We walked very slowly around it, stopped often, listened, found the silent spot within, and it was enough. Several times, we walked away from the monument and then walked back toward it simply to assess the impact. It was always different and it was always deep.
Trying to imagine how it might have been used, we were primarily tuned into the immensity and that there were so many conflicting dimensions: Healing, worship, community, celebration, reverence, and more.
No matter what we had or had not studied, the key was the effect on us. Stonehenge seemed very personal, a sacred space to look inward through different eyes. It is truly a sacred space.
Neither of us was really aware of other visitors until a large tour bus arrived, then another, then another, each with its expert guide. We realized that our inner peace had departed.
That seemed to be the perfect time to drive to Avebury and its English heritage site. If all the hordes of tourists and seekers had arrived at Stonehenge, perhaps there would be no one at Avebury.
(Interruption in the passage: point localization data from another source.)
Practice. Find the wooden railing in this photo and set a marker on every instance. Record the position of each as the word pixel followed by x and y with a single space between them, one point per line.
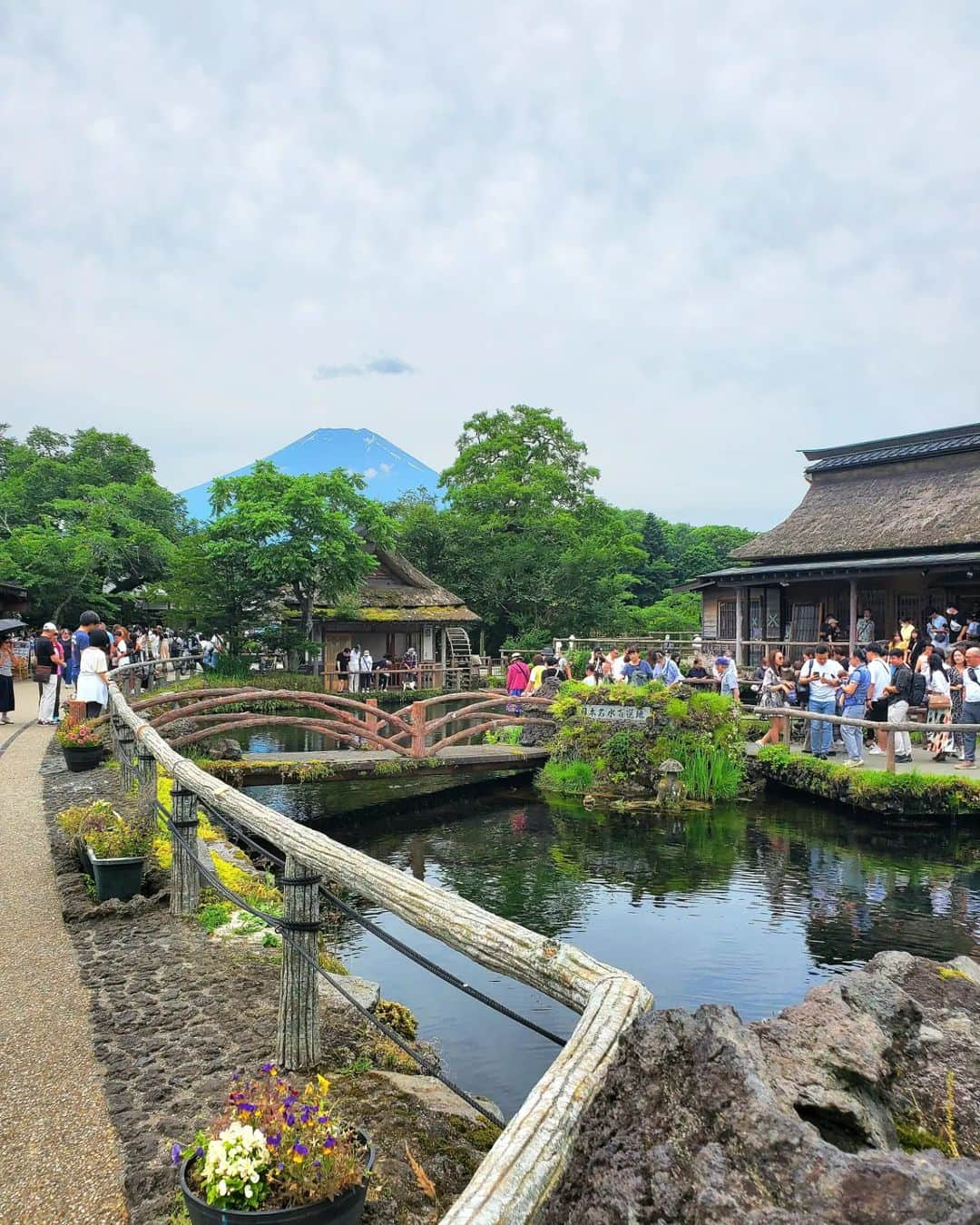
pixel 787 714
pixel 408 731
pixel 517 1175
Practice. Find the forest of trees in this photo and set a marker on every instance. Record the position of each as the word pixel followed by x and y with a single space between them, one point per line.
pixel 520 533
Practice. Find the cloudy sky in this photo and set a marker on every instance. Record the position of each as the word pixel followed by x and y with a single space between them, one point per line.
pixel 706 233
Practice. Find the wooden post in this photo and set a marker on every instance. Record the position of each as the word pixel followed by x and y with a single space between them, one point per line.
pixel 126 751
pixel 185 881
pixel 739 626
pixel 416 714
pixel 298 1032
pixel 146 779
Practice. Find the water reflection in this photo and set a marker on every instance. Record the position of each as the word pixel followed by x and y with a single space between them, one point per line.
pixel 744 904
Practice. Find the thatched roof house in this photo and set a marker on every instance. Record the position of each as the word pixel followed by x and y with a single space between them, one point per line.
pixel 891 525
pixel 399 606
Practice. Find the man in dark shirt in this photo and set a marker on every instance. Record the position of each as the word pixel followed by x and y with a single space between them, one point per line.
pixel 46 659
pixel 898 693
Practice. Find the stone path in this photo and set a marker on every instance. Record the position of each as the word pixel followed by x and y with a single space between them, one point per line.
pixel 58 1149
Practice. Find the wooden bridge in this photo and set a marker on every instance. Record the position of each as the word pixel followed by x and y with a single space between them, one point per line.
pixel 414 735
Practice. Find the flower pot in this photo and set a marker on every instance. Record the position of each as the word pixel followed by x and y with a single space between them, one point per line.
pixel 83 759
pixel 116 877
pixel 346 1210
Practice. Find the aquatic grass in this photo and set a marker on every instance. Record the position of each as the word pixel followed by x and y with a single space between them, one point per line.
pixel 569 778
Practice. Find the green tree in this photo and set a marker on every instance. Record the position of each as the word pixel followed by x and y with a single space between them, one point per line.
pixel 305 534
pixel 522 538
pixel 83 520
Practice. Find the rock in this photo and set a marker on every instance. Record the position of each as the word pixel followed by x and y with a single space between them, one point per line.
pixel 223 749
pixel 363 990
pixel 435 1095
pixel 794 1119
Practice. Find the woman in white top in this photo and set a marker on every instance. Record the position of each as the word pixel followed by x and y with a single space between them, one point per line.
pixel 940 703
pixel 92 686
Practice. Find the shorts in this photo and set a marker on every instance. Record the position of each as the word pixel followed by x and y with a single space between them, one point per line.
pixel 878 710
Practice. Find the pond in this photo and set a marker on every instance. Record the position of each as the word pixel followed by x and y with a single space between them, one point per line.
pixel 746 904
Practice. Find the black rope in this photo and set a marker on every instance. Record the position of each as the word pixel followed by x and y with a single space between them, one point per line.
pixel 399 946
pixel 283 926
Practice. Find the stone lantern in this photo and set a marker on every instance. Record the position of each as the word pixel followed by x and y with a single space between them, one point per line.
pixel 671 789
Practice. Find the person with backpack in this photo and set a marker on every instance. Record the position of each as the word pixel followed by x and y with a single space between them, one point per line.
pixel 940 702
pixel 970 707
pixel 855 690
pixel 899 693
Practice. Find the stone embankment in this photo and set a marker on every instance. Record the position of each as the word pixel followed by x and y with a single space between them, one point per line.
pixel 175 1012
pixel 859 1106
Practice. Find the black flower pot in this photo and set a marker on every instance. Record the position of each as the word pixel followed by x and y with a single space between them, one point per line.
pixel 118 877
pixel 79 760
pixel 346 1210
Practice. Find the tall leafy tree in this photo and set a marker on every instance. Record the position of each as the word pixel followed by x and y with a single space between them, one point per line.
pixel 524 538
pixel 304 534
pixel 83 520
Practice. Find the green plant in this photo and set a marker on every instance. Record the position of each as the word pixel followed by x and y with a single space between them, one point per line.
pixel 79 735
pixel 118 839
pixel 571 778
pixel 398 1017
pixel 212 916
pixel 275 1147
pixel 80 818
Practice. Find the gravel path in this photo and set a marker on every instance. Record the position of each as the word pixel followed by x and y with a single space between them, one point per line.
pixel 58 1151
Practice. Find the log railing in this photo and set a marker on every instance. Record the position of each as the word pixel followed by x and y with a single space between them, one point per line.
pixel 517 1175
pixel 787 714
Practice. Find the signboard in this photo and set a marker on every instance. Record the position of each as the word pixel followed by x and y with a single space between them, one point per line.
pixel 618 713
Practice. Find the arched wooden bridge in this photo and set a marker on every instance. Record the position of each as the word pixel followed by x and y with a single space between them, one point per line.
pixel 408 734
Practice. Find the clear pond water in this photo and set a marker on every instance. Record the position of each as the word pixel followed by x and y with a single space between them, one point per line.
pixel 746 904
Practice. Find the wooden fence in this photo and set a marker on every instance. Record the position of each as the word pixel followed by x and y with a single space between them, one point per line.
pixel 517 1175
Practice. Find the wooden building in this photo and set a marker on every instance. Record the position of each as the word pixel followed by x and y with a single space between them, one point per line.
pixel 892 525
pixel 399 606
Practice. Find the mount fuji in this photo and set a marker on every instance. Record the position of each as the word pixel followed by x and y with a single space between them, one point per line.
pixel 387 471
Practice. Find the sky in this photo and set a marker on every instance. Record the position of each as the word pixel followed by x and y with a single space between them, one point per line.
pixel 706 234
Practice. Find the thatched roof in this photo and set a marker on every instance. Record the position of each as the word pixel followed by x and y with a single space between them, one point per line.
pixel 397 591
pixel 921 504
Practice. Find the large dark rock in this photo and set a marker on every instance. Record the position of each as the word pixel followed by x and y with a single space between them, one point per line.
pixel 793 1120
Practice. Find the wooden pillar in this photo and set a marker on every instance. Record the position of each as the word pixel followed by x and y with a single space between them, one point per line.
pixel 126 749
pixel 298 1032
pixel 185 881
pixel 146 779
pixel 739 625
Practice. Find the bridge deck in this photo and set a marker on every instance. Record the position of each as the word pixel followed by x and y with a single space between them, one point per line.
pixel 356 763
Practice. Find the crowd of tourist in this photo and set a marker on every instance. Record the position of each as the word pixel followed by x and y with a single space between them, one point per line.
pixel 76 663
pixel 359 671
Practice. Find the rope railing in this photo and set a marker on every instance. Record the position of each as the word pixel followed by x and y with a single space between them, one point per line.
pixel 514 1180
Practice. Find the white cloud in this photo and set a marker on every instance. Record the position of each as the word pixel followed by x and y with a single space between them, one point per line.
pixel 706 234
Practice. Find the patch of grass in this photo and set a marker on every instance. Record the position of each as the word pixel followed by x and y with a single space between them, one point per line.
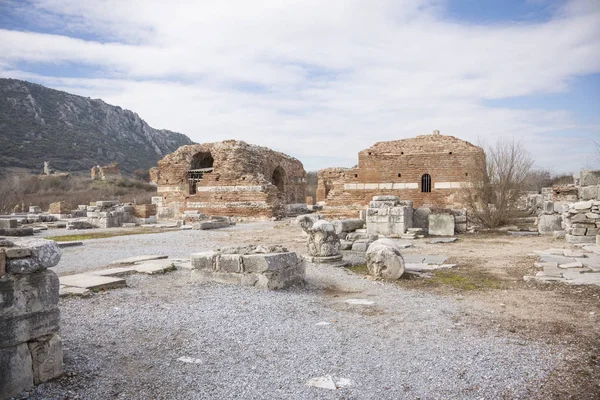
pixel 360 269
pixel 100 235
pixel 465 282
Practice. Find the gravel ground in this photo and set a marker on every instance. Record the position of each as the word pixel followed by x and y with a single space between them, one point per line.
pixel 97 253
pixel 254 344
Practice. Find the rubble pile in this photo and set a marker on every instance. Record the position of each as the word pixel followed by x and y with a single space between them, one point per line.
pixel 582 221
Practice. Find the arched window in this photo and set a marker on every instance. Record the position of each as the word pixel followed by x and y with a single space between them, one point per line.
pixel 278 179
pixel 426 183
pixel 201 163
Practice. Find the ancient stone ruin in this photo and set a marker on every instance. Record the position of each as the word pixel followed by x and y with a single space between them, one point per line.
pixel 271 267
pixel 108 172
pixel 30 348
pixel 230 178
pixel 429 170
pixel 384 259
pixel 323 242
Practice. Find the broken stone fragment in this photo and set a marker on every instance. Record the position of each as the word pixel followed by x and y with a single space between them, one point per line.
pixel 46 357
pixel 384 259
pixel 44 254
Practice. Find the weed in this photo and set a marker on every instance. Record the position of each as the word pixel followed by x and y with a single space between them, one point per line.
pixel 100 235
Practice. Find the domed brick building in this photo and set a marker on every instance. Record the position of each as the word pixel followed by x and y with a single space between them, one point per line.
pixel 427 169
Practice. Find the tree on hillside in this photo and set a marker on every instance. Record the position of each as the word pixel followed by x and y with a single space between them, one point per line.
pixel 496 183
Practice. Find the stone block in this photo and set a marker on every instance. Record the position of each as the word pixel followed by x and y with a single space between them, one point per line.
pixel 421 217
pixel 2 263
pixel 582 205
pixel 360 245
pixel 205 225
pixel 16 231
pixel 205 261
pixel 44 254
pixel 362 214
pixel 384 259
pixel 46 357
pixel 381 204
pixel 386 198
pixel 441 224
pixel 28 293
pixel 547 224
pixel 348 225
pixel 589 192
pixel 345 245
pixel 269 262
pixel 589 177
pixel 579 239
pixel 229 263
pixel 80 225
pixel 18 252
pixel 8 223
pixel 16 371
pixel 21 328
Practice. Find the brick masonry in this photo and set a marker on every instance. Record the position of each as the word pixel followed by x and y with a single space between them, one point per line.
pixel 396 168
pixel 242 182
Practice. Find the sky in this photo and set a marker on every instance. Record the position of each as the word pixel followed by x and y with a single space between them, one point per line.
pixel 322 80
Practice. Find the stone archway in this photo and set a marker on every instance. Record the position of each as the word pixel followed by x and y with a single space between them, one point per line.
pixel 201 164
pixel 278 179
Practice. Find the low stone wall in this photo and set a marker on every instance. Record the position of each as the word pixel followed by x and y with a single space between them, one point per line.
pixel 30 348
pixel 582 222
pixel 266 268
pixel 389 216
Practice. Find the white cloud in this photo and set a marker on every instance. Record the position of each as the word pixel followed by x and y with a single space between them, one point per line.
pixel 324 79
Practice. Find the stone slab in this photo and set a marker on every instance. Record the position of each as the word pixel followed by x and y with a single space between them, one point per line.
pixel 414 258
pixel 580 239
pixel 443 240
pixel 137 259
pixel 73 291
pixel 523 233
pixel 116 271
pixel 70 244
pixel 422 267
pixel 92 282
pixel 441 224
pixel 152 268
pixel 435 259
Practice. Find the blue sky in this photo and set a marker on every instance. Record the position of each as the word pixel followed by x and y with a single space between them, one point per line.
pixel 323 80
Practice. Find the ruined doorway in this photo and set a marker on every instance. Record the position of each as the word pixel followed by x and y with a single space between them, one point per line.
pixel 202 163
pixel 426 183
pixel 278 179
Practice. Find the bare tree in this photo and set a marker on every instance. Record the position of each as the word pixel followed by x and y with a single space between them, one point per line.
pixel 497 181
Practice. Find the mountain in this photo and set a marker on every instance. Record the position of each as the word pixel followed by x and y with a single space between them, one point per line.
pixel 75 133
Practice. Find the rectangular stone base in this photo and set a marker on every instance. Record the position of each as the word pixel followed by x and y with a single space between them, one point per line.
pixel 266 271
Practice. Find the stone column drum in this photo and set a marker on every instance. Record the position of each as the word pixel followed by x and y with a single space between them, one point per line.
pixel 30 348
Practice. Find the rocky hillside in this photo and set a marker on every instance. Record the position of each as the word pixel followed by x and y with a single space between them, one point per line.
pixel 74 133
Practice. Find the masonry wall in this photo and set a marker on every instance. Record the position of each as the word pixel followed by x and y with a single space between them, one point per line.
pixel 396 168
pixel 241 183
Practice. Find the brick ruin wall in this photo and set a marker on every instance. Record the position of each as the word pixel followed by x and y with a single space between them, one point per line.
pixel 381 171
pixel 111 171
pixel 239 185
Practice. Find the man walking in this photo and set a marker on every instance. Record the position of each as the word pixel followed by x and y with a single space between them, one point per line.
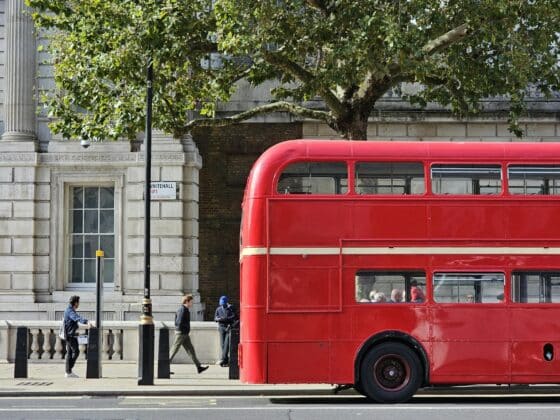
pixel 225 317
pixel 71 321
pixel 182 330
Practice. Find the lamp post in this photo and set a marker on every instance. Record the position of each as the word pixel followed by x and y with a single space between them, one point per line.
pixel 146 327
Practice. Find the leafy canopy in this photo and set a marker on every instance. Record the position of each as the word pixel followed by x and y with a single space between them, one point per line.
pixel 100 51
pixel 348 53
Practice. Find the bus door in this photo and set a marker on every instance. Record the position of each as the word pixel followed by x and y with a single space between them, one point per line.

And that proved to be so. We enjoyed the remaining hour of daylight to walk among the stone circles, again wanting our intuition to tell us the intention, the history, the why. We both sensed that exploration of Avebury had really only begun and that much more of it would be discovered.
Avebury, the town, is built around the stone circles and is a wonderful way to incorporate the ancient with all that has been built since. A fitting end to the day was having the evening meal at the Red Lion Pub which features good fare and service. It is said to be haunted, but we saw no evidence of those kind of spirits! The food and beer were just fine, the staff hospitable, and the other guests friendly. The drive back to Bath was straightforward.
One of the unexpected aspects of the trip was that both sites are visible from major thoroughfares! They are simply part of the terrain…and have been for millennia.
If you will be in London, there are tours to Stonehenge that will save you time and planning. If time is available, we recommend that you travel to Bath, follow the course we did (Bath, Cotswalds, Stonehenge / Avebury), and make even more of it.